July 8: Today, I woke up, got ready and went to the dojang a little early. I’ve started changing my style from the traditional peaceful play found frequently in the States to the somewhat reckless fighting style of the Koreans. I think it’s the best way to improve because it forces you to read further. I have also found that life and death problems are a huge part of Korean go because they come up so often in their games. Today I memorized a pro game on the recommendation of the headmaster. He says it’s not enough to go over a pro game; you have to memorize it in order to get a solid feel of the best move on intuition. I find pro games to be much more helpful now because when you memorize them you understand why professionals make each of their moves. It’s easy to gain two stones in strength by putting a purpose in each stone you play. Oh it’s a good night because I won all my games today!

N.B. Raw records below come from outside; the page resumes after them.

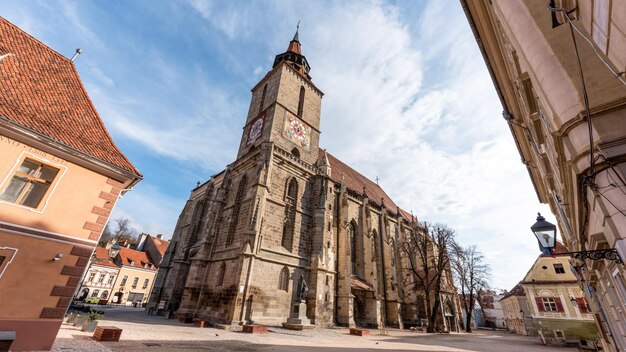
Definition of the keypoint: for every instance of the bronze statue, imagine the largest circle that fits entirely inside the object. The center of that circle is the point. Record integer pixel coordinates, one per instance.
(303, 289)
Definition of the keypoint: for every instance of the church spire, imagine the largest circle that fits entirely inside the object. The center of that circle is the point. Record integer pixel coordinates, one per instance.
(293, 56)
(295, 36)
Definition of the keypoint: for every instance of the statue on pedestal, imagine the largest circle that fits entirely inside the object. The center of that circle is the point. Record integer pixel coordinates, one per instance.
(303, 289)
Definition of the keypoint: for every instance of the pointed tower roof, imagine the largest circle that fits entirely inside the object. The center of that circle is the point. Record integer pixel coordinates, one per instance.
(293, 56)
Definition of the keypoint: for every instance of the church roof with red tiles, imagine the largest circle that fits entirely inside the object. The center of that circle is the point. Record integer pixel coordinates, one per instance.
(131, 257)
(161, 244)
(102, 258)
(40, 89)
(359, 184)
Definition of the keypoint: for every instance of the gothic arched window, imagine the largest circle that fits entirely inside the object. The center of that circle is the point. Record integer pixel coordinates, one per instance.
(292, 189)
(263, 97)
(290, 214)
(283, 279)
(374, 235)
(235, 214)
(221, 274)
(301, 102)
(352, 239)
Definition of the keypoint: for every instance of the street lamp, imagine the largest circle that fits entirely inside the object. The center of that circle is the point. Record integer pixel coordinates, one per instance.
(545, 233)
(546, 236)
(114, 250)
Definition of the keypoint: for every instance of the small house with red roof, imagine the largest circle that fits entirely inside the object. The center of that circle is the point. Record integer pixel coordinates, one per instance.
(558, 310)
(60, 176)
(100, 276)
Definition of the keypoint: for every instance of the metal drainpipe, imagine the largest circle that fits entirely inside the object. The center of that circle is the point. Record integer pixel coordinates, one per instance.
(338, 223)
(382, 259)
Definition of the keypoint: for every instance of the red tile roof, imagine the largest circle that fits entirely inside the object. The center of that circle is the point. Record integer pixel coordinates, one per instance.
(40, 89)
(102, 258)
(358, 183)
(161, 244)
(129, 256)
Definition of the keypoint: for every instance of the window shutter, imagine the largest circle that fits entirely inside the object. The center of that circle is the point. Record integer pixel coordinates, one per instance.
(582, 305)
(539, 304)
(559, 305)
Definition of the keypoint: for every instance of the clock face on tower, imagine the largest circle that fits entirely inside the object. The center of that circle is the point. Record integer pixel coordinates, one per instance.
(255, 131)
(296, 131)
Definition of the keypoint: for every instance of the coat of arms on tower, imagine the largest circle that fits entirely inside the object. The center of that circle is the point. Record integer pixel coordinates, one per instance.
(255, 130)
(296, 131)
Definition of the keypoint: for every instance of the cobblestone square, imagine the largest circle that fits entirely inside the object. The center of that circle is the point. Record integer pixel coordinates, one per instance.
(155, 333)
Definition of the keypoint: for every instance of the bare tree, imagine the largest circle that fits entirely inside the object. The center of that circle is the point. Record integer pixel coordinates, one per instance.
(427, 255)
(120, 229)
(471, 275)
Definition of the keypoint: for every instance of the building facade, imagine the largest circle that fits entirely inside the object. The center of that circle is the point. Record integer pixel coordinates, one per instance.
(100, 276)
(516, 311)
(135, 279)
(538, 59)
(60, 176)
(286, 211)
(558, 310)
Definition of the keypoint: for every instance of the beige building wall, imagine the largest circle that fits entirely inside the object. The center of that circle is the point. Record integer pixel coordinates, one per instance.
(513, 308)
(64, 229)
(550, 286)
(144, 281)
(535, 71)
(98, 283)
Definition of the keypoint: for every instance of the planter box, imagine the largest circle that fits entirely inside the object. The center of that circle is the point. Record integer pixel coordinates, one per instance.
(107, 333)
(89, 326)
(359, 332)
(201, 324)
(80, 320)
(255, 329)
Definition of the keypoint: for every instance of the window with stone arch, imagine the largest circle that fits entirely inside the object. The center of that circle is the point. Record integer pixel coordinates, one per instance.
(374, 235)
(263, 97)
(241, 191)
(291, 196)
(283, 279)
(221, 274)
(353, 247)
(301, 102)
(292, 189)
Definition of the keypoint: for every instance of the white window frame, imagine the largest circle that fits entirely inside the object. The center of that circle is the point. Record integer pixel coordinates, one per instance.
(43, 203)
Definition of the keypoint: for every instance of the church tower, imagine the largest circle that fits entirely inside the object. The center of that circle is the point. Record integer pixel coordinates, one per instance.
(285, 107)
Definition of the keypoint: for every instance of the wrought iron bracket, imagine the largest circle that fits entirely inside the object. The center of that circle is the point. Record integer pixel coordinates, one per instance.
(600, 254)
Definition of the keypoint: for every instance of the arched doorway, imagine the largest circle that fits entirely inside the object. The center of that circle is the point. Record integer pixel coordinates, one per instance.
(360, 318)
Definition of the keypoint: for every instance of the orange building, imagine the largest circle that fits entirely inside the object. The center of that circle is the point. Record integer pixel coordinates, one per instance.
(60, 177)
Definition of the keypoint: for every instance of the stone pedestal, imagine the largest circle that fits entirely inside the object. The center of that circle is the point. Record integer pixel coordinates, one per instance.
(298, 319)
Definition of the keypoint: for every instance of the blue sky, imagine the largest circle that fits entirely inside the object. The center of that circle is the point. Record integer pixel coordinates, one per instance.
(407, 99)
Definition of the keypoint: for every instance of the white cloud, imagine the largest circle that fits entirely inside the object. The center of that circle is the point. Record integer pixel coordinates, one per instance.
(149, 210)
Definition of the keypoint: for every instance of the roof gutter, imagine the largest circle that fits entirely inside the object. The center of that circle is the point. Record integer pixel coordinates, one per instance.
(27, 135)
(506, 113)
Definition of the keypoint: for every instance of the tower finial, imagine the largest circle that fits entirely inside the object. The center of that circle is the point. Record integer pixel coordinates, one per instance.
(295, 36)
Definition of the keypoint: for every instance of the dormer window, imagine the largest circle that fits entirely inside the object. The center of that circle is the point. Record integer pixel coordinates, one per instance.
(30, 184)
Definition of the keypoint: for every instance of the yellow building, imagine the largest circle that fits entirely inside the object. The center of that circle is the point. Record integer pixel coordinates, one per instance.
(135, 279)
(557, 307)
(60, 176)
(99, 278)
(516, 311)
(535, 56)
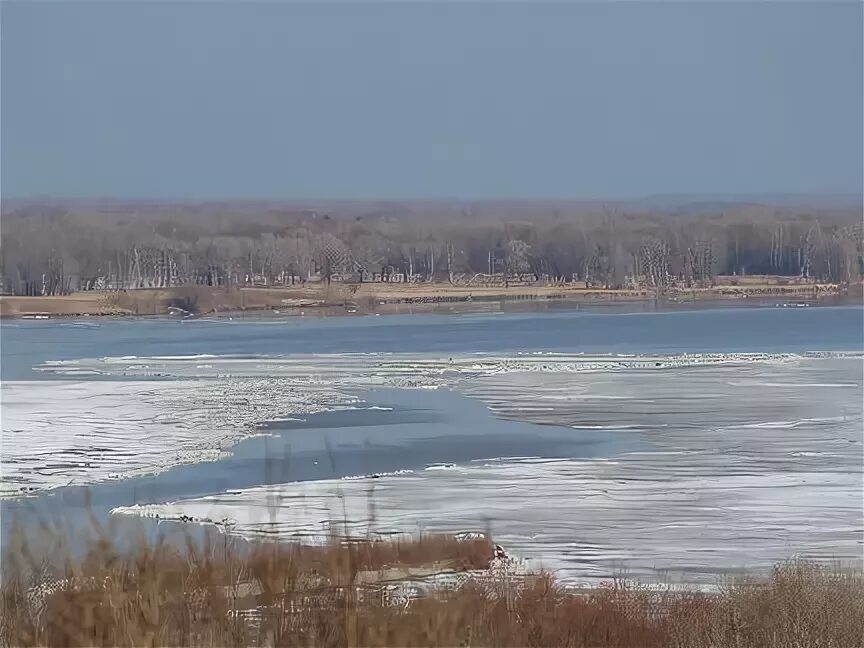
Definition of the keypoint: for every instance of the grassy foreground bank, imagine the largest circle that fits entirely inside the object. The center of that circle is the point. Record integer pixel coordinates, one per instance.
(231, 593)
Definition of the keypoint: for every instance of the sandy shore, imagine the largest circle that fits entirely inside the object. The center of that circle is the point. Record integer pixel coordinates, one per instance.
(369, 297)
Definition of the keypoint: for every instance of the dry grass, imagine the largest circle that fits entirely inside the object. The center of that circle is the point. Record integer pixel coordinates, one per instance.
(230, 593)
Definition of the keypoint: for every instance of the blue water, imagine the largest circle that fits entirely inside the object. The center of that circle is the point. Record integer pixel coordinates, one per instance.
(422, 427)
(721, 329)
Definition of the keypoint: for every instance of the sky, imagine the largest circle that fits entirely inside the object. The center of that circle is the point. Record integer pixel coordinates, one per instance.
(281, 100)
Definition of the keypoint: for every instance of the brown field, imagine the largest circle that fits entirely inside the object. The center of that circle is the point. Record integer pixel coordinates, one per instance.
(229, 593)
(366, 297)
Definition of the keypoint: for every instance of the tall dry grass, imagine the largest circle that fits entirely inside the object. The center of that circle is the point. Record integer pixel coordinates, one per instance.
(230, 593)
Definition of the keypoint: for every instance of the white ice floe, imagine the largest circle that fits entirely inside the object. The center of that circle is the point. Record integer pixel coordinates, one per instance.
(748, 464)
(58, 433)
(751, 458)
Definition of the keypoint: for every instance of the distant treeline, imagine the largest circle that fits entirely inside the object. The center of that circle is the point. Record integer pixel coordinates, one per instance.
(55, 248)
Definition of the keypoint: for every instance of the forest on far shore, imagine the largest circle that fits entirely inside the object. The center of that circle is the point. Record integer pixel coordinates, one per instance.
(57, 247)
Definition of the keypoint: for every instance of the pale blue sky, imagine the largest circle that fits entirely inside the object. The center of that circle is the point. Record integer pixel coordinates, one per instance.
(486, 100)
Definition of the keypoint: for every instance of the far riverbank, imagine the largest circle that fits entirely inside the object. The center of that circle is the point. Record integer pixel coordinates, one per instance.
(369, 298)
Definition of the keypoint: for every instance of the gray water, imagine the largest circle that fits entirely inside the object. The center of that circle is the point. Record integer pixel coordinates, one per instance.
(419, 428)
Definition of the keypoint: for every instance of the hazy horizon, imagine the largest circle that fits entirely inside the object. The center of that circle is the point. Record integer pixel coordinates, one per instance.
(199, 102)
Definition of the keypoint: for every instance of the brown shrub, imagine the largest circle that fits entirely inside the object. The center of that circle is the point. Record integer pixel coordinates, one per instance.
(230, 593)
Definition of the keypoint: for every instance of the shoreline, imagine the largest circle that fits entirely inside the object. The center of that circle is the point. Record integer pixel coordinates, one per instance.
(371, 298)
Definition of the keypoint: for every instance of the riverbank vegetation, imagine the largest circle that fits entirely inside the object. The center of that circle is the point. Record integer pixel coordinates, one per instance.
(227, 592)
(56, 248)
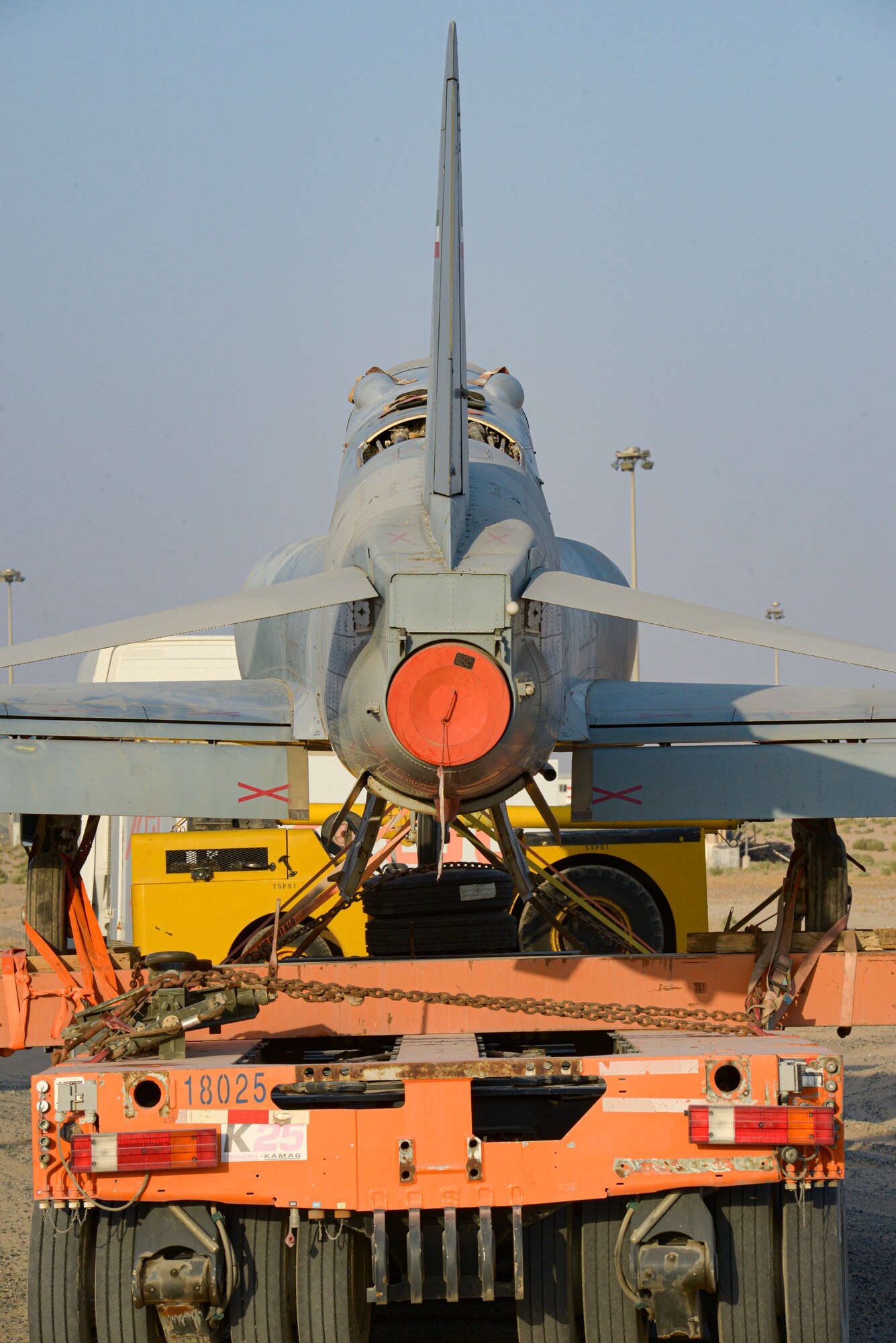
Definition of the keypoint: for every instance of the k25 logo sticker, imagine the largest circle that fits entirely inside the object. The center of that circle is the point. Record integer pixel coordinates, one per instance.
(264, 1142)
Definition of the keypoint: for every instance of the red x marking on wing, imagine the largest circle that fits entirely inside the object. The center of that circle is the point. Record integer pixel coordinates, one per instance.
(623, 797)
(281, 794)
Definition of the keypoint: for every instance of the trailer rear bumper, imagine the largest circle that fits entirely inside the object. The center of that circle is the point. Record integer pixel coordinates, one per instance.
(431, 1129)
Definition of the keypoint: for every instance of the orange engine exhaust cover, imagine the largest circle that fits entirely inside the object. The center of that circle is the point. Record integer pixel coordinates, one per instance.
(448, 704)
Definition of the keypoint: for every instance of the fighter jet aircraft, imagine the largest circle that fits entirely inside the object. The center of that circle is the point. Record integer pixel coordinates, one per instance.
(444, 643)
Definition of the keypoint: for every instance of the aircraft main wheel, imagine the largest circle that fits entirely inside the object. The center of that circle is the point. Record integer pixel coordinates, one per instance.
(609, 1314)
(628, 898)
(749, 1278)
(46, 900)
(262, 1307)
(118, 1321)
(60, 1266)
(815, 1266)
(549, 1310)
(827, 882)
(332, 1279)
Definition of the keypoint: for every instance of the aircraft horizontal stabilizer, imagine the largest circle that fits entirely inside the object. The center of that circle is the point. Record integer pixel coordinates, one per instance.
(584, 594)
(306, 594)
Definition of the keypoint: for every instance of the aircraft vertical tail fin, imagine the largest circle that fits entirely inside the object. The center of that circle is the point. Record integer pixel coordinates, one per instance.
(447, 459)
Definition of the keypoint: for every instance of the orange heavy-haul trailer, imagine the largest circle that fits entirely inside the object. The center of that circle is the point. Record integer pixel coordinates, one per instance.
(262, 1153)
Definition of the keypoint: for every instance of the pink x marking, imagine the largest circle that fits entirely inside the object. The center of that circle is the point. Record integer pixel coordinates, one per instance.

Photo (right): Dinner at the dormitory
July 9: Today is Saturday, which is kind of like a break day at the dojang. Everyone participates in a team tournament. On my team was Yu Minh and Masakito, a 7 year-old student from Japan. Both of them are 9d and aspiring professionals. I felt out of place and was given handicaps against the other players. I played a 9d insei with 6 stones and won. The next game I played with another 9d insei with 6 stones and won again. Our team won the tournament, but I knew I didn’t deserve to win because they were much stronger than me.
photo (left): Win some, lose some
Sixteen-year-old Van Tran spent two weeks in South Korea at the Lee Sedol Baduk Academy earlier this year and sent the E-Journal his report, which is appearing in the EJ this month. The high school junior lives in the Houston suburb of Spring, Texas, has been playing for two and a half years and is “about 3 dan.”